20 juin 2007
And for a minute there, I lost myself.
Cela fait aujourd'hui très exactement un an que je vis à Paris.
Changer de ville ne veut pas dire changer de vie. Différente ville, déceptions identiques.
Vivre autant et si peu à la fois, encore une fois, ça devient rageant, ça devient lassant, ça devient décourageant, oui réellement décourageant.
Et maintenant, ils disent que j'ai perdu mes illusions, mes idéaux, que je suis désabusée et pessimiste alors que je ne vois que le réalisme le plus pur.
Je ne supporte plus les "mais non...." hypocrites et automatiques, aucune de mes phrases n'attend cette réponse, aucune de mes phrases n'attend aucune réponse, je ne fais qu'énoncer des vérités.
Je n'attend plus rien, c'est vrai, et puis?
C'est ce genre de phrase qui prononcée à voix haute aurait droit à un "Mais non enfin...". C'est d'autant plus drôle quand les gens répondent cela sans avoir la moindre idée de ce qui pousse quelqu'un à raisonner de cette façon.
Encore une fois, il n'y a rien de dramatique dans tout cela, moi je n'y vois rien de dramatique.
Mes amis ne me connaissent pas, mais ils continuent de prétendre que c'est le cas. Ont-ils jamais été mes amis? Il...me connaissait, c'est le seul à avoir réellement pris la peine de me connaître comme moi je connais mes amis. Mais bien sûr, il est parti. Que reste-t-il d'une année entière? Quelques mails, quelques larmes retenues avec peine lors de l'adieu où l'on ne se regarde pas dans les yeux.
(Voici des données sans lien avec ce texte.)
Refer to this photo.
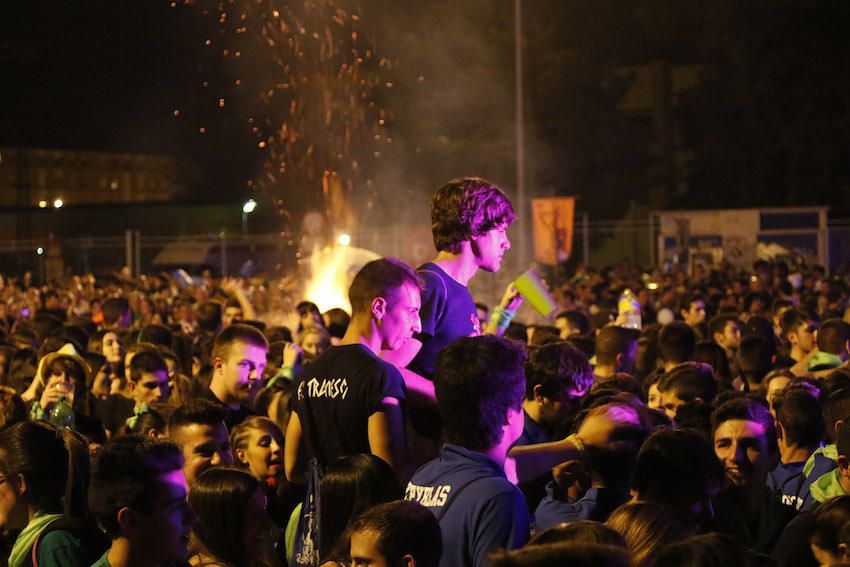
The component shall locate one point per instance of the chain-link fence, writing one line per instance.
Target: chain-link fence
(595, 242)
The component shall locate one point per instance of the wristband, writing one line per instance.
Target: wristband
(576, 440)
(502, 317)
(36, 413)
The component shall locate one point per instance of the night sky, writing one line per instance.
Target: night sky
(767, 126)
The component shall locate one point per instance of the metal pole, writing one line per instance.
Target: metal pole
(652, 260)
(522, 208)
(137, 249)
(128, 249)
(585, 239)
(223, 243)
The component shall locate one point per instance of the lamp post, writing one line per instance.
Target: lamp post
(247, 209)
(522, 209)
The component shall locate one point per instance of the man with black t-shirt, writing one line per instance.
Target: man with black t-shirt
(239, 359)
(349, 400)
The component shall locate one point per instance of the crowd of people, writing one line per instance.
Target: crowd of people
(154, 421)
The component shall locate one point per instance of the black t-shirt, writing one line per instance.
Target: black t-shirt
(337, 394)
(448, 313)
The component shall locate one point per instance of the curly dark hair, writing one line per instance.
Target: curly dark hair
(465, 208)
(477, 380)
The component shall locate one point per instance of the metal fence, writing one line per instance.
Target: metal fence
(595, 242)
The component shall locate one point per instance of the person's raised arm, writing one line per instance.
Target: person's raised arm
(293, 465)
(387, 436)
(232, 287)
(502, 315)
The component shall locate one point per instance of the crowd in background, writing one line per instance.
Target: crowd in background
(713, 435)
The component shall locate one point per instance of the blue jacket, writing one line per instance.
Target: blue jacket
(478, 508)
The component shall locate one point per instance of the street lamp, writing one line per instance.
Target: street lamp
(247, 209)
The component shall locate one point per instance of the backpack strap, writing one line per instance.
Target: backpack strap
(453, 495)
(442, 313)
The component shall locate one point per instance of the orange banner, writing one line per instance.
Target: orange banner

Au fond aucune nouvelle sensation, aucun fameux frisson électrique que l'on guettait étrangement. L'envie de faire l'amour sur radiohead comme toujours. Souvenirs de l'été 2004, du bleu de l'aube et de la chaleur dérangeante. "Les amours qui durent font les amants exsangues". Attendre quatre ans la même personne, ce n'est pas normal.
En voilà une d'année sur laquelle apposer R.A.S, en voilà une d'année à jeter, encore.
Commentaires
Tu sais Milou, je suis légèrement égoïste/possessive, coche la mention choisie. Tu as réellement changé mes deux ou trois derniers mois. En mieux. Qu'est-ce que je pourrais faire pour essayer de t'apporter ce que tu m'apportes ? (après l'égoïsme, la cour de récré, ça ne vole pas très haut). L'été arrive, tu auras peut-être des surprises.
Un bien triste bilan...
Tu viens d'où ?
Kenza...je t'ai déjà répondu mais...je me pose encore bien des questions...mais je t'enverrai ça par mail...
Prescillia, je viens de la ville de la pluie, de la grisaille, Lille...comme ça je ne me sens pas dépaysée à Paris.
Nostalgie ?
C'est vraiment ça la grande ville : ce sentiment permanent de fourmilière, l'anxiété ressentie de "se perdre" jour après jour et d'avoir tant de mal le soir à retrouver les pièces du puzzle de soi... Est-ce que Lille ne te semble pas plus familière ? Forcément... Tout ce que tu racontes sur Paris fait écho pour moi : j'y ai vécu sept (trop longues) années : pense aux concerts d'orgues gratuits du dimanche, à tout ce qui est "gratuit" et convivial, les flâneries au parc de Montsouris, à Valérie des Batignolles (lien chez moi), à l' "espace vital" intérieur et extérieur, à t'acheter un vélo, etc. etc.